Joe Namath Long Bombs to the Hands of Time

CC riding with Ann-Margret
Until he appeared, professional sports strained to be wholesome, bursting with brush-cuts, white teeth and ponytails. Stadiums rattled under Romanesque, military vibrations, and the pre-game national anthem forged a linked between competition (war) and nationalism (war). Athletes were to appear humbled by their talents for—after all—accomplishments are attributable to clean living and supplication.

But Joe Namath didn’t give a hot damn about any of that. He was egocentric, boastful, drank, partied, bedded legions of women and—this is the spoiler—won games. In fact, as quarterback for the New York Jets, he QB’d the win for Super Bowl III in 1969. Not only did he win, but a few days beforehand, he, the underdog, predicted his team would win, an up-to-then outrageous and inappropriate attitude. It drove the Brush Cuts crazy. Hell, he even made Richard Nixon’s enemies list, and Nixon loved football.
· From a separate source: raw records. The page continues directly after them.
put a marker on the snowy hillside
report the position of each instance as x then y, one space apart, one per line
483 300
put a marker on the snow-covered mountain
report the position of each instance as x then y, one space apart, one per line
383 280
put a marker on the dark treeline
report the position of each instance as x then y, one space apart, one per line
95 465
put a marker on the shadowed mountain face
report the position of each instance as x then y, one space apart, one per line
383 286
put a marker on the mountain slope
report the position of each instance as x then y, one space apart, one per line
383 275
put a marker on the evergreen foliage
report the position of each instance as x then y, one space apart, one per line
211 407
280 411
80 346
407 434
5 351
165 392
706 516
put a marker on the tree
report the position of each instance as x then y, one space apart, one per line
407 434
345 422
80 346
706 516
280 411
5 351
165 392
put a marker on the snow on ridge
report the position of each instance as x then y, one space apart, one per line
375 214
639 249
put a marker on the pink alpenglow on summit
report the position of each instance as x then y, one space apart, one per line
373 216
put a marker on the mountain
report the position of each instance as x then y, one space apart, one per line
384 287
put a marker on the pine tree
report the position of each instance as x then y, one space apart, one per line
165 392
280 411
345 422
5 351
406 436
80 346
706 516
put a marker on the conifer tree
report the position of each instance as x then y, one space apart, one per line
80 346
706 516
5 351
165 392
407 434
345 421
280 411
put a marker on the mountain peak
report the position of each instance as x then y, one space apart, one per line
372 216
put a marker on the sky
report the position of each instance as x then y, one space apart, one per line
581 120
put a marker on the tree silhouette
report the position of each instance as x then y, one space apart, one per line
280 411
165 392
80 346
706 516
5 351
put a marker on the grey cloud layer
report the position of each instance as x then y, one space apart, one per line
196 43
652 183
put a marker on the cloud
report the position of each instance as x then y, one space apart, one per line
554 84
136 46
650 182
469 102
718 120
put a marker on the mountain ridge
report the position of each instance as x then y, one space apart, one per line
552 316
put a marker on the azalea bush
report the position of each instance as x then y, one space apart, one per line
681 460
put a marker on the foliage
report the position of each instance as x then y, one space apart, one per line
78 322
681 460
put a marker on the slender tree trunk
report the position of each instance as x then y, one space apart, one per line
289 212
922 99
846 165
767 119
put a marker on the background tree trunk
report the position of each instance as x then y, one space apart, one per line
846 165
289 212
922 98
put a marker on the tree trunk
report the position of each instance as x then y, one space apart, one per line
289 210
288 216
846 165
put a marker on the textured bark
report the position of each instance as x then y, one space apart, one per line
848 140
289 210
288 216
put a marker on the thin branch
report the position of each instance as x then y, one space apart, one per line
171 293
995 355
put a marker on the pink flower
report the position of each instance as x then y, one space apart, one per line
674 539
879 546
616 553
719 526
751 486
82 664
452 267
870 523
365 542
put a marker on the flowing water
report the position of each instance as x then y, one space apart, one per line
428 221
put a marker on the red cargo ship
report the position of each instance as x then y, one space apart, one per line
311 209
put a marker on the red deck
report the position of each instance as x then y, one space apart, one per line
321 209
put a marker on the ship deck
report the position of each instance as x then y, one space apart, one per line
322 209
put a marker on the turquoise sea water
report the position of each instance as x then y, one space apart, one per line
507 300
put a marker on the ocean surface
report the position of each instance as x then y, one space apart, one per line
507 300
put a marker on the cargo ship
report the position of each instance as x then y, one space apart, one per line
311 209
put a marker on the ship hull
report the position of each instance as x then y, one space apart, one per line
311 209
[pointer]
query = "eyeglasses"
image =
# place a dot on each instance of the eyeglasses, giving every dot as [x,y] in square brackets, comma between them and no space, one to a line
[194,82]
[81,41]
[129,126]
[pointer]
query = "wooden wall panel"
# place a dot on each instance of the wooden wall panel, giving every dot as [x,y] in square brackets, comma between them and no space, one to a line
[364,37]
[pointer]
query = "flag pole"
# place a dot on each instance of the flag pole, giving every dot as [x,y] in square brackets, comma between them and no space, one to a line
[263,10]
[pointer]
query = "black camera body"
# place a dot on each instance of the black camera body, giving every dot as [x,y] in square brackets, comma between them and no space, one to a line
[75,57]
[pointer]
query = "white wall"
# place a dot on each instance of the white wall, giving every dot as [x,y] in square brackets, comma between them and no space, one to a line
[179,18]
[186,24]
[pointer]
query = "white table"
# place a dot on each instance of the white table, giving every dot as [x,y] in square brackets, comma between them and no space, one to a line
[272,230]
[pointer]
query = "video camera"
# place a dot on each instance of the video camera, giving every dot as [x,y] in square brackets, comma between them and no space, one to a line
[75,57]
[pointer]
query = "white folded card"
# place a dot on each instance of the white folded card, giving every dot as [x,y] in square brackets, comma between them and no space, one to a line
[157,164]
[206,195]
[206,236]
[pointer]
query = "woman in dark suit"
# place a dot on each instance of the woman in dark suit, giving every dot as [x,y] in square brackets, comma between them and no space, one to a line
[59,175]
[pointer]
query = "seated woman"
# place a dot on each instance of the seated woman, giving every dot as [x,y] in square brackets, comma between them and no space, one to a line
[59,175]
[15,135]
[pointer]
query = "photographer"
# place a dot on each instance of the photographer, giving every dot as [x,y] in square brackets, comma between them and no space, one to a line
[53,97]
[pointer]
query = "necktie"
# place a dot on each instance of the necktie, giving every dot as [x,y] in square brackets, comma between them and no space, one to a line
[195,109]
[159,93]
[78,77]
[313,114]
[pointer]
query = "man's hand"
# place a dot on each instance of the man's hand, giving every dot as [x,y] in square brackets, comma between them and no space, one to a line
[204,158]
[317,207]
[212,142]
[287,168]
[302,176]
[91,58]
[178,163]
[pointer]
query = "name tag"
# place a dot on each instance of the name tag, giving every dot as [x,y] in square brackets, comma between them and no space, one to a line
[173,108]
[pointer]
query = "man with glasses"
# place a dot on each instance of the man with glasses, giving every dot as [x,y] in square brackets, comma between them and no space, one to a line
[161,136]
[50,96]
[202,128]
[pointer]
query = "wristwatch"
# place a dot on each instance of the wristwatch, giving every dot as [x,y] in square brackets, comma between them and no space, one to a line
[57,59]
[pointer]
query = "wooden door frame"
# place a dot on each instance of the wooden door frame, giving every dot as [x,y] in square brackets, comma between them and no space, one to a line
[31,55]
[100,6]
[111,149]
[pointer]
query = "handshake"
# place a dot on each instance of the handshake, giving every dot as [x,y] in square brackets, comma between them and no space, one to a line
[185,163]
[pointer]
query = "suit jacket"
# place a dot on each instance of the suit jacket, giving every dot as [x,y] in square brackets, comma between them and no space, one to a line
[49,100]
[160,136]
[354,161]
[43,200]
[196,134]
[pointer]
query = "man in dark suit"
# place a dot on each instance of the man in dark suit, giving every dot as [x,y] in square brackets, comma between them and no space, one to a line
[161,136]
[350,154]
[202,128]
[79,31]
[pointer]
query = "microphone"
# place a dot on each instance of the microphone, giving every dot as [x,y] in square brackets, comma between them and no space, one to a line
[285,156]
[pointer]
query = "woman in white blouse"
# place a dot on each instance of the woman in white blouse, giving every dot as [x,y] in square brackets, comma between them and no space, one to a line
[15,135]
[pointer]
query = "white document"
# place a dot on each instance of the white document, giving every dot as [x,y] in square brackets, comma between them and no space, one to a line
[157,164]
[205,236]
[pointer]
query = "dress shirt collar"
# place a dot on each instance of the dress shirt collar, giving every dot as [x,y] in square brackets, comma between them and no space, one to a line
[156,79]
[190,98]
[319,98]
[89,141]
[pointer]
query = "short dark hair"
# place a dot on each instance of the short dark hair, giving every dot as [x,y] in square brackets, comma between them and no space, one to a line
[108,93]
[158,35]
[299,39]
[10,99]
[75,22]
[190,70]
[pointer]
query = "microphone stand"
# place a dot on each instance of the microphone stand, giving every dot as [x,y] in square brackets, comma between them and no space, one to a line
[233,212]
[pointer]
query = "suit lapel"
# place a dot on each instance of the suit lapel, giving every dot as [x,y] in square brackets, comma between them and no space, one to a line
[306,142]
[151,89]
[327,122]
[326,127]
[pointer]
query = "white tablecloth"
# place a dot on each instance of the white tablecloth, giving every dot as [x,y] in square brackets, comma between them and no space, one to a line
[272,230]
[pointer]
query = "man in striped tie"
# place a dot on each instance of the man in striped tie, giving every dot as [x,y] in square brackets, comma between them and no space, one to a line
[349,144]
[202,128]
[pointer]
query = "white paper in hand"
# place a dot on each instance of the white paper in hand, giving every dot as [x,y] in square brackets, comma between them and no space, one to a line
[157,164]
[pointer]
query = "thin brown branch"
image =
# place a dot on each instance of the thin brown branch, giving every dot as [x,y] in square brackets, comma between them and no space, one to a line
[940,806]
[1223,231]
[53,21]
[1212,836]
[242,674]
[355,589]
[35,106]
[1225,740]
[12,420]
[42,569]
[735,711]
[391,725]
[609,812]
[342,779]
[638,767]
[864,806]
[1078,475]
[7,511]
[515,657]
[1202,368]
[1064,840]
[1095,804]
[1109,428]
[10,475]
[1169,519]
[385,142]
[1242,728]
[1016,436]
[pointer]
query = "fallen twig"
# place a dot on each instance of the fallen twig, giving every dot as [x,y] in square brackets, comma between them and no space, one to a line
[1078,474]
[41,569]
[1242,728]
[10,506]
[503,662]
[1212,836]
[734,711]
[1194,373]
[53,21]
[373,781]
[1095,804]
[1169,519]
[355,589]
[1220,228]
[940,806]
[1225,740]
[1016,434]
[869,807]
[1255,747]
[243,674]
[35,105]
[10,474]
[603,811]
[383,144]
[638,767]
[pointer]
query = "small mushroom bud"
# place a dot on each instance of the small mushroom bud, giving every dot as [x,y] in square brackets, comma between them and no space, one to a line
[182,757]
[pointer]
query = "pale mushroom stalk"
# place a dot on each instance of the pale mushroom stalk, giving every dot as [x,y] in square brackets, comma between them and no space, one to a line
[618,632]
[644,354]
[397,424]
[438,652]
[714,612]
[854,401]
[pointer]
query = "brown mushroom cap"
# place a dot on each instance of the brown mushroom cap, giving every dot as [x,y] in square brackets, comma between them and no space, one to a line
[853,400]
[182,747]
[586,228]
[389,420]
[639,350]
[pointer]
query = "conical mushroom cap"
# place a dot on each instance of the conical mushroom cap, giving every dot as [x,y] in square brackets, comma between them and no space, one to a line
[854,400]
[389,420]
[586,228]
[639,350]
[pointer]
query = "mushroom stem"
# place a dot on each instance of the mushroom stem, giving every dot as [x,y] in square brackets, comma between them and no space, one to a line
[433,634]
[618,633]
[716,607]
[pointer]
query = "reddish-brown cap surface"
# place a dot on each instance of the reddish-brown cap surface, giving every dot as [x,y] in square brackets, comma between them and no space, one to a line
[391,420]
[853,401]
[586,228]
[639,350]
His career? Namath tossed 220 interceptions to his 173 touchdowns and compiled a quarterback rating of only 65.5 – the lowest career rating for any quarterback who has ever won the Super Bowl. But why focus on that? Focus on The Game, sweetheart.
Namath lookin' good

With good looks and an ironic sense of humor, you have a guy that should be in movies, and he was, getting down with Ann-Margaret on motorbikes.

First, you gotta win
What the Brush Cuts didn't understand was that Namath, even with his pimp hat and fox-fur coat, his swinging bachelor pad and TV commercials, came a lot closer to embodying the Constitutional qualities of liberty and individualism than they ever did, with their ‘yes sirs’ and drip-dry beliefs. Namath was a Hail-Mary-throwing embodiment of the American Dream, a risk-taker, an innovator, a leader.

His legacy can be found on a tropical island, reclined by a beach, laughing with a sumptuous blonde, now and then standing to whip a long bomb over the waves, secure with the knowledge that it will always be caught by the hands of time.